Das will Bradley verhindern, denn in seinen Augen sind Mara und Corey ihre einzige Hoffnung, die Botschaft der Fremden zu entschlüsseln. Corey hat mal mit Delphinen kommuniziert, also in einem ganz anderen Medium: unter Wasser. Und Mara beherrscht die Mathematik. Zusammen hecken sie den Plan aus, Corey auf eine Exkursion in die Jupiter-Atmosphäre zu schicken. Seine Gondel soll an einem Ballon hängen. Mara soll in einem Beiboot folgen und ihn notfalls bergen.

Während die 300 Mann starke Crew an Bord des Orbs dem Wagnis gespannt folgt, entdeckt Corey in seiner Gondel tatsächlich Aliens in den unteren Schichten der turbulenten Jupiter-Atmosphäre: silbrige Kugeln.

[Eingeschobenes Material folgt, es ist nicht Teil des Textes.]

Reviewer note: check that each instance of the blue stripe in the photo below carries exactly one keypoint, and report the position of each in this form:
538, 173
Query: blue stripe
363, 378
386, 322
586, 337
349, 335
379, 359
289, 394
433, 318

Sie nutzen Elektromagnetismus, um akustische Signale zu erzeugen und betören den Besucher mit ihrem elektronischen Gesang. Doch dann wird ihre Annäherung unvermittelt zur Gefahr …

|Mein Eindruck|

Dieser Kurzroman gewann 1975 unter dem Titel „If the Stars Are Gods“ den begehrten NEBULA Award der amerikanischen SF-Autoren und -Kritiker, und 1977 erschien der erfolgreiche Roman dazu (dt. als „Der Bernstein-Mensch“). Dass sich der wissenschaftlich orientierte Benford mit dem Planeten Jupiter bestens auskennt, hatte er 1975 mit dem Jugendbuch „The Jupiter Project“ bewiesen (dt. bei Boje, 1978). Dieses Wissen kommt ihm bei „Jupiters Amboss“ sehr zugute.

Der Schauplatz erinnert an Arthur C. Clarkes klassische Novelle „Begegnung mit Medusa“, aber der Handlungsverlauf ist klassischer Benford. Bradley, der Stationsleiter, muss sich gegen bornierte und fanatisierte Mitarbeiter durchsetzen, um überhaupt einen Fortschritt in seiner Forschung, der Mission, zu erzielen. (Dieses Motiv taucht noch mehrmals bei Benford auf.) Aber er muss auch seine Hand über die beiden „Mutanten“ halten, die eben diesen Durchbruch erzielen könnten.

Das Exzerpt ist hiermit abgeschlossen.